CVSR Included In Innovate Education Program
The Channel View School for Research at the Beach Channel Educational Campus has been selected as a part of the Expanded Success Initiative (ESI), a program to improve college readiness and career outcomes for black and Latino young men.
Channel View is among 40 schools that were selected this week by Mayor Michael Bloomberg and Chancellor Dennis Walcott. Walcott says that the schools have demonstrated progress in closing the achievement gap in high school graduation between black and Latino students and their peers.
According to a prepared statement issued by the Department of Education, ESI will build on that success, focusing on new approaches to academics, youth development and school culture to promote success in and beyond high school. The schools will receive professional learning and ESI resources, made possible through the five-year initiative and the support of the Open Society Foundations. As part of the Mayor’s Young Men’s Initiative, ESI is the first effort in the nation to focus on gaps in college and career readiness – not just high school graduation rates. The Department of Education will apply the practices and approaches learned from the 40 ESI schools to schools throughout the five boroughs. “Since launching the Young Men’s Initiative, we have prioritized education as an area where we needed to not just close the achievement gap for high school graduation, but also prepare black and Latino young men to take the next steps in college or their careers,” said Mayor Bloomberg. “The Expanded Success Initiative is a cornerstone of our work to provide black and Latino students with the support and resources they need to excel in high school and beyond.” “Black and Latino young men comprise approximately one third of our student body, and their success is critical to the future of our schools and City,” said Chancellor Walcott. “It’s our job to make sure that we employ the best strategies to meet our students’ needs and all of our schools will benefit from the groundbreaking strategies our ESI schools pioneer. I want to thank Mayor Bloomberg and George Soros – as well as every school that participated in this process – for showing their commitment to the future of our City and our black and Latino youth.” “The latest Federal Reserve report on household wealth says it all – a college graduate will make three times the income of a high school drop out and twice the income of a high school only graduate,” said Deputy Mayor Gibbs. “Increasingly, a college degree is the minimum requirement to competing successfully in the future of our economy. This initiative recognizes that reality now and is committed to helping black and Latino boys overcome disadvantages that risk placing them further behind in this challenge.”
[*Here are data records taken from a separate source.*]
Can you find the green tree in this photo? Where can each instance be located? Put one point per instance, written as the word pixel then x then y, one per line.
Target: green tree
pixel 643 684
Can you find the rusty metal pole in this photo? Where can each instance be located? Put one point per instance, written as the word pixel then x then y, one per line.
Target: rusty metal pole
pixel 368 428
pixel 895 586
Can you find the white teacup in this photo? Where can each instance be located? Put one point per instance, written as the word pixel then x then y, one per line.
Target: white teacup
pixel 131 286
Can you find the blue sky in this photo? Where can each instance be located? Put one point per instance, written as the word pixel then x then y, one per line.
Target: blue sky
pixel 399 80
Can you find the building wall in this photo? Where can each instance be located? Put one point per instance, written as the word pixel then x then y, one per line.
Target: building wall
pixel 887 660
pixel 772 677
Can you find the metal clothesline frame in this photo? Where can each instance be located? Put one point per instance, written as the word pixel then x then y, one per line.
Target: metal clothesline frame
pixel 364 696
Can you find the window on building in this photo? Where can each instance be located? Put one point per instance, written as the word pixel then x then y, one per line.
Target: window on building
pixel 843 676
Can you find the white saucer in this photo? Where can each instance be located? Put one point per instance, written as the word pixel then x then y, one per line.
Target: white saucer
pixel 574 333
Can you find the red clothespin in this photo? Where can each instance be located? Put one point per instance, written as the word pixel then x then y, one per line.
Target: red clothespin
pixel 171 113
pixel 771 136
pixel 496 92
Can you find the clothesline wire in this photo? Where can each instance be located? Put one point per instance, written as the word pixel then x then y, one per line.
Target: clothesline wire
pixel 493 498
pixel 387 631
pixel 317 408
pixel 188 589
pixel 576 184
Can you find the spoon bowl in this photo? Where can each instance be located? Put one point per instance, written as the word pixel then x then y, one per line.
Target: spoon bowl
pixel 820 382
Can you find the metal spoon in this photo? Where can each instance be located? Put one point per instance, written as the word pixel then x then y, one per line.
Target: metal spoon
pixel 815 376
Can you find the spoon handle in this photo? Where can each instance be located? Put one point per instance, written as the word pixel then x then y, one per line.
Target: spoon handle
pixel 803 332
“The selection of these school signals an important commitment to help young men of color in New York City public schools,” said George Soros. “This group of high schools and their partners will dedicate themselves to improving academic opportunities and support for black and Latino boys. They will also work to change discipline practices that have pushed kids out of school in the past. I am delighted to be part of an initiative that sets the bar for boys’ achievement where it should be: at college and career success.”
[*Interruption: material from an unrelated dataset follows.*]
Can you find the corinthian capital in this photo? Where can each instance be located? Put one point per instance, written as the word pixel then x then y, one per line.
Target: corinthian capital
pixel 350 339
As part of their application, ESI eligible schools were asked to design new strategies to increase college and career readiness for black and Latino young men. Their proposals focused on three areas: academics, youth development and school culture. Academic strategies relate to Common Core standards, which set expectations for what students need to know and do in each grade to be on track for college success. Schools could redesign course curricula to increase the number of students enrolled in four years or math and science, Advanced Placement and other high-level courses.